The IDB Trading Investments Portfolio
The trading investments portfolio of the Inter-American Development Bank works as precautionary source of financing in case access to capital markets is cut or restricted during distress situations. The global financial crisis led to the reduction in the market price of some of the securities in the portfolio. As a result, the Bank registered accounting losses to reflect the lower value for these assets.
However, in the second quarter of 2009, the IDB began reversing some of these market-to-market losses. As a result of the improved performance in the portfolio, the IDB registered an operating income of $1.3 billion in 2009 compared with a loss of $972 million a year earlier.
The improved performance resulted from an increase in the price of assets in the Bank’s trading investments portfolio and repayments at full par value of securities that had been previously marked down. As of the end of December 2009, the portfolio had a net mark-to-market gain of $528 million compared with a net mark-to-market loss of $1.6 billion in 2008.
The losses in the trading investments portfolio had little impact on the Bank’s ability to meet the region’s development needs.
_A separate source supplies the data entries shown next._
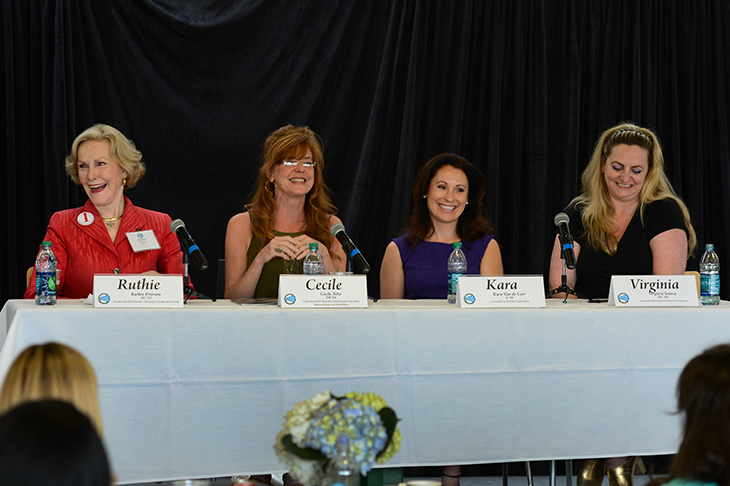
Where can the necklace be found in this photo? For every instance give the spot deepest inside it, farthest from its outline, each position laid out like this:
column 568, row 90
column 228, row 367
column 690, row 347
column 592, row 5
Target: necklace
column 110, row 221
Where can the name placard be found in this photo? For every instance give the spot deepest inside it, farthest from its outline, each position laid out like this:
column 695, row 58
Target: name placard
column 120, row 290
column 653, row 291
column 323, row 291
column 477, row 291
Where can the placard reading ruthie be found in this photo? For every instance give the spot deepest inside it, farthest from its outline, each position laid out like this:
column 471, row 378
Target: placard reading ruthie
column 322, row 291
column 138, row 290
column 476, row 291
column 653, row 291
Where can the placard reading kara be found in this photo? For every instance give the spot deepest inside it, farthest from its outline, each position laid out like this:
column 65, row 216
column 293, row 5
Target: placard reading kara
column 137, row 290
column 477, row 291
column 323, row 291
column 653, row 291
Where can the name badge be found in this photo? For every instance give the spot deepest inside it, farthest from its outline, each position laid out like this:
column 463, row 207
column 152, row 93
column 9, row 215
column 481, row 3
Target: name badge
column 653, row 291
column 138, row 290
column 322, row 291
column 143, row 240
column 477, row 291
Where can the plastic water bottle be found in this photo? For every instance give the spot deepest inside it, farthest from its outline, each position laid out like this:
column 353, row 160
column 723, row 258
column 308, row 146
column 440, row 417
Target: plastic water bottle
column 45, row 276
column 456, row 267
column 313, row 264
column 709, row 277
column 342, row 470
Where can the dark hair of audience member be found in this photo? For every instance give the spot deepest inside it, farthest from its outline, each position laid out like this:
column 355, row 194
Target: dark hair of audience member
column 703, row 396
column 51, row 443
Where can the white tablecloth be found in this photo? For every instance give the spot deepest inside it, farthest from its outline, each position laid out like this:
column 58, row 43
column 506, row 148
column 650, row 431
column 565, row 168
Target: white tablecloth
column 202, row 391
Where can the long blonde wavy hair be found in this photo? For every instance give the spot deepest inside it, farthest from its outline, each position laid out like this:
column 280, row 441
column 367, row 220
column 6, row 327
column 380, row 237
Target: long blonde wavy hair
column 290, row 142
column 594, row 202
column 52, row 371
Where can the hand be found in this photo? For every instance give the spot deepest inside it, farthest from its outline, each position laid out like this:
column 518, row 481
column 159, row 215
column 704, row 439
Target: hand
column 286, row 247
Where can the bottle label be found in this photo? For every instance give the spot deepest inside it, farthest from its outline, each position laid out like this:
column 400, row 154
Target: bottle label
column 45, row 283
column 453, row 282
column 709, row 284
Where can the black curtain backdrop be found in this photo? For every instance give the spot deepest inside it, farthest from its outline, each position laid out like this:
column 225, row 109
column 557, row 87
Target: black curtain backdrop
column 522, row 88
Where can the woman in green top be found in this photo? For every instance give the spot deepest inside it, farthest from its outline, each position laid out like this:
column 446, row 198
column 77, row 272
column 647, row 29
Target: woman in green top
column 703, row 396
column 289, row 210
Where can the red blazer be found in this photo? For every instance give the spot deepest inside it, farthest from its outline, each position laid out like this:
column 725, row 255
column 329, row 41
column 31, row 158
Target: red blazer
column 83, row 250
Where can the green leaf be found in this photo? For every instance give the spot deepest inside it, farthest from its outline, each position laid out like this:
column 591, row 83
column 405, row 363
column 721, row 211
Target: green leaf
column 390, row 420
column 309, row 454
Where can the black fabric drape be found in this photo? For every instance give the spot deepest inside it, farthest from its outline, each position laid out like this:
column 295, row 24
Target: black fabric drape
column 520, row 88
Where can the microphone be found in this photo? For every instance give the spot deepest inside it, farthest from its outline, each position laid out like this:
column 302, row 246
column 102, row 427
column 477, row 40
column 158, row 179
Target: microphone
column 351, row 250
column 188, row 244
column 566, row 241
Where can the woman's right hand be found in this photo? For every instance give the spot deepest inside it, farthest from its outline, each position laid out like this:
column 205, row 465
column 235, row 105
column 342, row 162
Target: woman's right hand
column 286, row 247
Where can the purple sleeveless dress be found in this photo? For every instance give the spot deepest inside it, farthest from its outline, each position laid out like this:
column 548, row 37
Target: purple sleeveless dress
column 424, row 265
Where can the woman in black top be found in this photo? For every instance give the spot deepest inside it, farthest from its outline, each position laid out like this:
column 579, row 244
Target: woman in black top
column 626, row 221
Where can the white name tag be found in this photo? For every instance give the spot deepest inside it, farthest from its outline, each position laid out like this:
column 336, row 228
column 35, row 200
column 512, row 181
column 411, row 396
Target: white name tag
column 143, row 240
column 653, row 291
column 476, row 291
column 323, row 291
column 138, row 290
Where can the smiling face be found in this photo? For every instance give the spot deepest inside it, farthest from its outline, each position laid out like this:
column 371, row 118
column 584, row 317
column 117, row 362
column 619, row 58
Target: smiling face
column 624, row 172
column 293, row 180
column 447, row 194
column 100, row 176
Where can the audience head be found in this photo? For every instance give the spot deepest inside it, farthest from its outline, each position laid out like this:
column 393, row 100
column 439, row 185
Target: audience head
column 472, row 223
column 121, row 150
column 52, row 371
column 703, row 395
column 51, row 443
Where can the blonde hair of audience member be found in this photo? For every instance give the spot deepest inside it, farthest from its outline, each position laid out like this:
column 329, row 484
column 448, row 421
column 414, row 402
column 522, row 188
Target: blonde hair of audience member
column 594, row 201
column 121, row 149
column 52, row 371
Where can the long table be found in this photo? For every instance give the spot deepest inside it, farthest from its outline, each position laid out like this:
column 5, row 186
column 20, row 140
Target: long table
column 202, row 391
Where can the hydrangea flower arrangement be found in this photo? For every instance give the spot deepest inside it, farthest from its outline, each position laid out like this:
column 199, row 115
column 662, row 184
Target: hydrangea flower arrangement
column 307, row 442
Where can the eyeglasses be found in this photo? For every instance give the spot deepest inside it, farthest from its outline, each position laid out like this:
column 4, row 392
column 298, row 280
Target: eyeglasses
column 294, row 163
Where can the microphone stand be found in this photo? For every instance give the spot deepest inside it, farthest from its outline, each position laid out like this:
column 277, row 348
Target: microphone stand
column 187, row 289
column 563, row 287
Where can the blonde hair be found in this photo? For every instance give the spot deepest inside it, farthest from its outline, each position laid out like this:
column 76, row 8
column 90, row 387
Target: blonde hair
column 121, row 149
column 52, row 371
column 594, row 202
column 290, row 142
The IDB has dramatically increased lending to Latin America and the Caribbean during the global financial crisis.
Throughout the crisis, the IDB has taken actions on its investment portfolio, by adopting more stringent constraints on concentration, term, duration, rating, maturity and issuer limits. In addition, the Bank has improved communication and monitoring of the portfolio’s performance with daily market review meetings and a monthly report for top management and the Audit Committee of the Board of Directors.